The STSBenchmark dataset is usually used to guage how nicely a textual content embedding mannequin can affiliate semantically related sentences in its high-dimensional house. Particularly, Pearson’s correlation is used to measure how nicely the embedding mannequin represents the human judgements.

Thus, we are able to use such an embedding mannequin to establish semantically related phrases from product opinions, after which take away repeated phrases earlier than sending them to the LLM.

Our method is as follows:

First, product opinions are segmented the into sentences.
An embedding vector is computed for every sentence utilizing a community that performs nicely on the STS benchmark
Agglomerative clustering is used on all embedding vectors for every product.
An instance sentence — the one closest to the cluster centroid — is retained from every cluster to ship to the LLM, and different sentences inside every cluster are dropped.
Any small clusters are thought of outliers, and people are randomly sampled for inclusion within the LLM.
The variety of sentences every cluster represents is included within the LLM immediate to make sure the burden of every sentiment is taken into account.

This may occasionally appear simple when written in a bulleted record, however there have been some devils within the particulars we needed to kind out earlier than we might belief this method.

First, we had to make sure the mannequin we used successfully embedded textual content in an area the place semantically related sentences are shut, and semantically dissimilar ones are distant. To do that, we merely used the STS benchmark dataset and computed the Pearson correlation for the fashions we desired to think about. We use AWS as a cloud supplier, so naturally we wished to guage their Titan Textual content Embedding fashions.

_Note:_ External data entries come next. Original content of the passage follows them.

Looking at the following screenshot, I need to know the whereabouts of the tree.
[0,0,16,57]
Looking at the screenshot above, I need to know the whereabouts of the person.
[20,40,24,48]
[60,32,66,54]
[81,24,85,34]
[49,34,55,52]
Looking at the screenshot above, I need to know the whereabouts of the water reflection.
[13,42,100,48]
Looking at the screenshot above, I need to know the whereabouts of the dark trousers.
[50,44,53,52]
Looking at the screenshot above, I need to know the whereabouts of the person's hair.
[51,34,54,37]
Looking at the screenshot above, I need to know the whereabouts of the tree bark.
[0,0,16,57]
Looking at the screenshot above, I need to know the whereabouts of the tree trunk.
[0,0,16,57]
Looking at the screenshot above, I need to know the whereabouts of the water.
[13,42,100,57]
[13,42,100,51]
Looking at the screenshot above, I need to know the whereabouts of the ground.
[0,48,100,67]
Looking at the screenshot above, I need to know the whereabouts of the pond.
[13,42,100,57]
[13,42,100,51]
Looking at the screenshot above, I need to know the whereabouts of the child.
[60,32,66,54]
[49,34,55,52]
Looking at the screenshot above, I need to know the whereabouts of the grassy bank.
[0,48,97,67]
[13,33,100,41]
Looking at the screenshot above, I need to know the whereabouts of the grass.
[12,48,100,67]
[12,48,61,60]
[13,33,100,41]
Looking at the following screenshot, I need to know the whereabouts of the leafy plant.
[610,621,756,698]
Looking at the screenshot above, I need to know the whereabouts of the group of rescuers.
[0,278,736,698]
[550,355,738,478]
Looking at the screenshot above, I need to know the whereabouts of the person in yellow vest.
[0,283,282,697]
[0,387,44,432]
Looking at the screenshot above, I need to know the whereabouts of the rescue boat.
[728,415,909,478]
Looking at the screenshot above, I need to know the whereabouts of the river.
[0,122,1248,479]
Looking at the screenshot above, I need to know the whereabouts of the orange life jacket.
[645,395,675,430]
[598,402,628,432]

Under is a desk displaying the Pearson’s correlation on the STS Benchmark for various Titan Embedding fashions:

Semantically Compress Textual content to Save On LLM Prices | by Lou Kratz | Dec, 2024

READ ALSO

Learn how to Maximize Technical Occasions — NVIDIA GTC Paris 2025

Find out how to Entry NASA’s Local weather Information — And How It’s Powering the Struggle Towards Local weather Change Pt. 1

Related Posts

Learn how to Maximize Technical Occasions — NVIDIA GTC Paris 2025

Find out how to Entry NASA’s Local weather Information — And How It’s Powering the Struggle Towards Local weather Change Pt. 1

Prescriptive Modeling Makes Causal Bets – Whether or not You Understand it or Not!

Classes Realized After 6.5 Years Of Machine Studying

Financial Cycle Synchronization with Dynamic Time Warping

How you can Unlock the Energy of Multi-Agent Apps

Harnessing idle GPU energy can drive a greener tech revolution

Leave a Reply Cancel reply

POPULAR NEWS

College endowments be a part of crypto rush, boosting meme cash like Meme Index

Gemini 2.0 Flash vs GPT 4o: Which is Higher?

Scaling Statistics: Incremental Customary Deviation in SQL with dbt | by Yuval Gorchover | Jan, 2025

Find out how to Preserve Knowledge High quality within the Provide Chain

Constructing Data Graphs with LLM Graph Transformer | by Tomaz Bratanic | Nov, 2024

EDITOR'S PICK

Visualization of Information with Pie Charts in Matplotlib | by Diana Rozenshteyn | Oct, 2024

Solana Targets $200 by 12 months-Finish, however DexBoss (DEBO) Might Be the Subsequent Crypto to Explode by 5000x

Break Free from the IC Mindset. You Are a Supervisor Now. | by Jose Parreño | Dec, 2024

Fisher Data: A Scientific Dissection of an Enigmatic Idea | by Sachin Date | Oct, 2024

About Us

Categories

Recent Posts

Are you sure want to unlock this post?

Are you sure want to cancel subscription?